すると、奈美は驚いたと思ったら、いきなり泣き出して…俺は、どうしたらいいんか分からんから、話し掛けてみた。

「なぁ、奈美…。」
『純ちゃんっ…』
「何で俺の彼女とか嘘言たん?」
『記憶…喪失……やったんとちゃ…うの?』
泣きながら、飛ばし飛ばし話す奈美がなんか可愛くて…優しく言った。
「お前が勘違いしたんやんけ…冗談やのにな…。
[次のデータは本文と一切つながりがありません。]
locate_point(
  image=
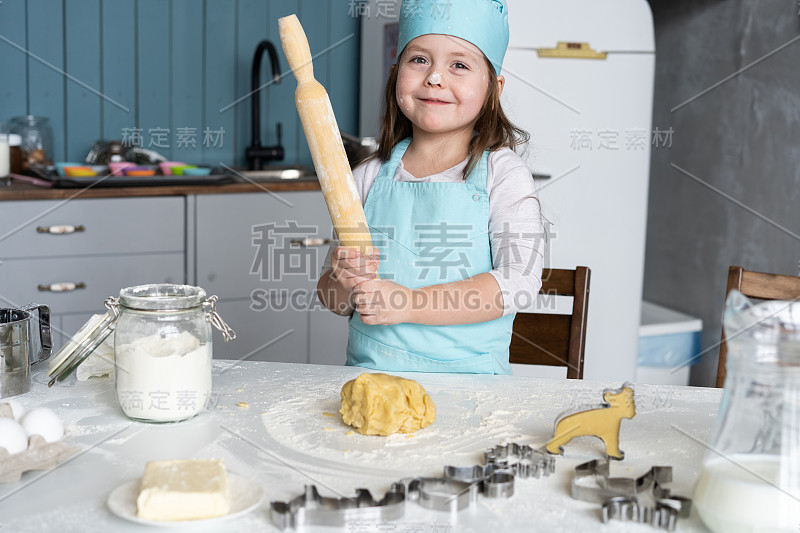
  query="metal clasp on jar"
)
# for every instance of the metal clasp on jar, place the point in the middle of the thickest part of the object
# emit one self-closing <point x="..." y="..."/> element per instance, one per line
<point x="212" y="317"/>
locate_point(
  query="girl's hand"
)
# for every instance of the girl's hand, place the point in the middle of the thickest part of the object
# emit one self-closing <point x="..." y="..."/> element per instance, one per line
<point x="350" y="268"/>
<point x="383" y="302"/>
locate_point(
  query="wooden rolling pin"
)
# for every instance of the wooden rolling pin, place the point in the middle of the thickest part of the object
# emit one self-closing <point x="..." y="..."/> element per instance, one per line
<point x="325" y="141"/>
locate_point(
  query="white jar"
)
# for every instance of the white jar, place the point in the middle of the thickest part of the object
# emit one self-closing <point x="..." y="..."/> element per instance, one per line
<point x="162" y="351"/>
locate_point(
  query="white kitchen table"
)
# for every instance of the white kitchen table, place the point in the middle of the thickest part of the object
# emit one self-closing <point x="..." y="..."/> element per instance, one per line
<point x="290" y="434"/>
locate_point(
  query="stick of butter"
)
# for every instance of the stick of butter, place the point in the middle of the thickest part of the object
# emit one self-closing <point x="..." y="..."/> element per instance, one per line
<point x="184" y="489"/>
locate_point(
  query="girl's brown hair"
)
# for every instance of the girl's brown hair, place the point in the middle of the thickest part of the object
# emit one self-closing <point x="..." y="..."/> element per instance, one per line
<point x="493" y="129"/>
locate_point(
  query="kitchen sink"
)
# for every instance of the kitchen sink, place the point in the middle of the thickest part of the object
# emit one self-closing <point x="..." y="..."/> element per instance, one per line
<point x="276" y="174"/>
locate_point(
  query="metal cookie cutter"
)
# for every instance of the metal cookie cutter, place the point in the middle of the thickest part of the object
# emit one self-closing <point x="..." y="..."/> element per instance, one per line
<point x="619" y="496"/>
<point x="521" y="459"/>
<point x="312" y="509"/>
<point x="442" y="494"/>
<point x="492" y="481"/>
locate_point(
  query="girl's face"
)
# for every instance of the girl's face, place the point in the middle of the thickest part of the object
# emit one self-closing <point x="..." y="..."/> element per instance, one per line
<point x="441" y="84"/>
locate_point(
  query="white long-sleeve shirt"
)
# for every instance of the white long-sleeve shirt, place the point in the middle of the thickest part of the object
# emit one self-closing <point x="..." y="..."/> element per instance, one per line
<point x="515" y="227"/>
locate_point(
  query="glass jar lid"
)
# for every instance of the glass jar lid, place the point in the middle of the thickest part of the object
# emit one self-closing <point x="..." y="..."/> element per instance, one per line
<point x="162" y="297"/>
<point x="85" y="341"/>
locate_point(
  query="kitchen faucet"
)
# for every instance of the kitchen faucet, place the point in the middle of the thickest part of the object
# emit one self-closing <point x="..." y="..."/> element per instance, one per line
<point x="255" y="153"/>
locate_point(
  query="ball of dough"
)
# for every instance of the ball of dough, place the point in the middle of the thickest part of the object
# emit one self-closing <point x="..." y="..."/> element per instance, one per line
<point x="380" y="404"/>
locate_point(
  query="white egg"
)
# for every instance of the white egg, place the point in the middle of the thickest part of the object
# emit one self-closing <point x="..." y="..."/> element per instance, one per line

」
『う…だって…』


なぁ、奈美?
覚えてる?
もしかしたら、忘れてるかもしれんけど…約束やから、守るわ。


小学校1年…の時やったっけ。
お前が、俺の名前も知らんくせに家に遊びに来て…一緒に遊んでんな。

「お前、いつから俺の彼女やってん? あははっ」
『わっ… 笑うなよぉ…』

その日から、お前は毎日俺の家に来て、遊んで帰った。俺は、お前が分からんくて、“何で毎日俺んち来るん?”って聞いたよな。
そしたら、お前は“なんとなく、おもろいから!”って言った。
俺は、変なこと言ってるお前のがおもろくて…その日からずっと一緒にいるよな。